On Tuesday night, Trump informed the agency he doesn’t trust them. The remark came after the GOP nominee revealed that he would be bringing an adviser with him into the hearings — former head of the Defense Intelligence Agency Michael Flynn.

“He’s been a real fan of mine and defender of mine and he’s a terrific guy, a terrific general — tough, smart,” Trump said of the Putin-friendly former general — who co-authored a book with America’s foremost defender of Italian fascism — in an interview with Fox News. “He wants to make sure the right people are coming into our country, not the people that we’re probably taking in right now.”

This prompted Fox News anchor Ainsley Earhardt to ask if Trump trusts American intelligence information.

“Not so much from the people that have been doing it for our country.
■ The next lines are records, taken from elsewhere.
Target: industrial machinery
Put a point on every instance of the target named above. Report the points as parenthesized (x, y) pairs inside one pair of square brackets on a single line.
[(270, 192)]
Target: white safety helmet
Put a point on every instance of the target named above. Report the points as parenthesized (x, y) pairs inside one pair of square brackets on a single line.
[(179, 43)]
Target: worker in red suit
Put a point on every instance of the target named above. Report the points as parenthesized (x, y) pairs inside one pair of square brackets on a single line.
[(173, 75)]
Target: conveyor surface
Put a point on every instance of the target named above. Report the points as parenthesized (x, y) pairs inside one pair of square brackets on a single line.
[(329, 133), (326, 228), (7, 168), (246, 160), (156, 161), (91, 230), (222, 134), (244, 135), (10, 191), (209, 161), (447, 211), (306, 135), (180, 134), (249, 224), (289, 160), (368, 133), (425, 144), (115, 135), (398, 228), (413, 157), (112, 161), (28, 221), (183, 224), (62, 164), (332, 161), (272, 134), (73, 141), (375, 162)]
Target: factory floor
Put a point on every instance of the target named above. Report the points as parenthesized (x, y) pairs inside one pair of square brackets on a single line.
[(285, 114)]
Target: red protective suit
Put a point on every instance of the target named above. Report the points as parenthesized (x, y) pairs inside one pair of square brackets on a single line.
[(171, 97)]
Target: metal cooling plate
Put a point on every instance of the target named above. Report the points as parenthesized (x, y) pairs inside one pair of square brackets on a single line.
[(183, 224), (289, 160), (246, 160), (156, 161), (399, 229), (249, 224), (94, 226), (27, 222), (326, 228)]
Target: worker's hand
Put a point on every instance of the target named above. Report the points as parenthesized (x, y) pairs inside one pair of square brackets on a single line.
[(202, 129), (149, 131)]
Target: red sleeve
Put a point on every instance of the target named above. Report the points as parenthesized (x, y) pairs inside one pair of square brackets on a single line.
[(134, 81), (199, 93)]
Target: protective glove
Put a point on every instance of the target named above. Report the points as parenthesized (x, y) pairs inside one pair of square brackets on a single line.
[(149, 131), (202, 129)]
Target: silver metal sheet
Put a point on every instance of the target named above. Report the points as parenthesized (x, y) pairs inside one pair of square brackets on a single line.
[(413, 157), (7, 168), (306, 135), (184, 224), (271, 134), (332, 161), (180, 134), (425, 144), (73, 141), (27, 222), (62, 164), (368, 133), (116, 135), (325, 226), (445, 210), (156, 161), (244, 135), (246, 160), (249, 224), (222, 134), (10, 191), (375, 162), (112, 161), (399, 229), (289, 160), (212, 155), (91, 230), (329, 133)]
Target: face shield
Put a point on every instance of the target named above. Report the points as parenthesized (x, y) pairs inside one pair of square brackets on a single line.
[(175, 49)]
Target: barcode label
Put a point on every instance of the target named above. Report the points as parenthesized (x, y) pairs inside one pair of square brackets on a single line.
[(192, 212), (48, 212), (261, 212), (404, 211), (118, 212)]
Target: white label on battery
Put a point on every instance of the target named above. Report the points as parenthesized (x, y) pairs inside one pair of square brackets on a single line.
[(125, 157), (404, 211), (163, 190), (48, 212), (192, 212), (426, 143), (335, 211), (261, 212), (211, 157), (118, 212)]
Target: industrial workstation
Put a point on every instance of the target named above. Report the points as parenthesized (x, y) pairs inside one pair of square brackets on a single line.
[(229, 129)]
I mean, look what’s happened over the last ten years. Look what’s happened over the years. It’s been catastrophic,” Trump replied. “You look at Iraq. You look at the Middle East. It’s a total powder keg … So, no, I have great people, and General Flynn is one of them.”

The intelligence community, for its part, doesn’t trust Trump either.

One Army intelligence officer told Politico that, while his colleagues understand how it might be “emotionally satisfying” to deliberately murder the wives and children of terrorists, as Trump has proposed, many are troubled by the “right versus wrong component” of the policy.

Others described significant “trepidation” throughout the intelligence world over the prospect of a Trump presidency. Beyond the candidate’s appetite for war crimes, Trump’s indifference to the views of American allies in NATO and the Muslim world makes our nation’s spy community anxious.

“Most people assume that even if he got in he would be forced to moderate because of the realities of your office and the inevitable restrictions on your power,” a terrorism expert at a D.C. think tank told the news site. “But the president has the lead on foreign policy and security. The president can do a lot without any sort of restraints from Congress.”

So, it does not appear that Trump and the CIA will have an ideal working relationship. But at least it will likely be a short one.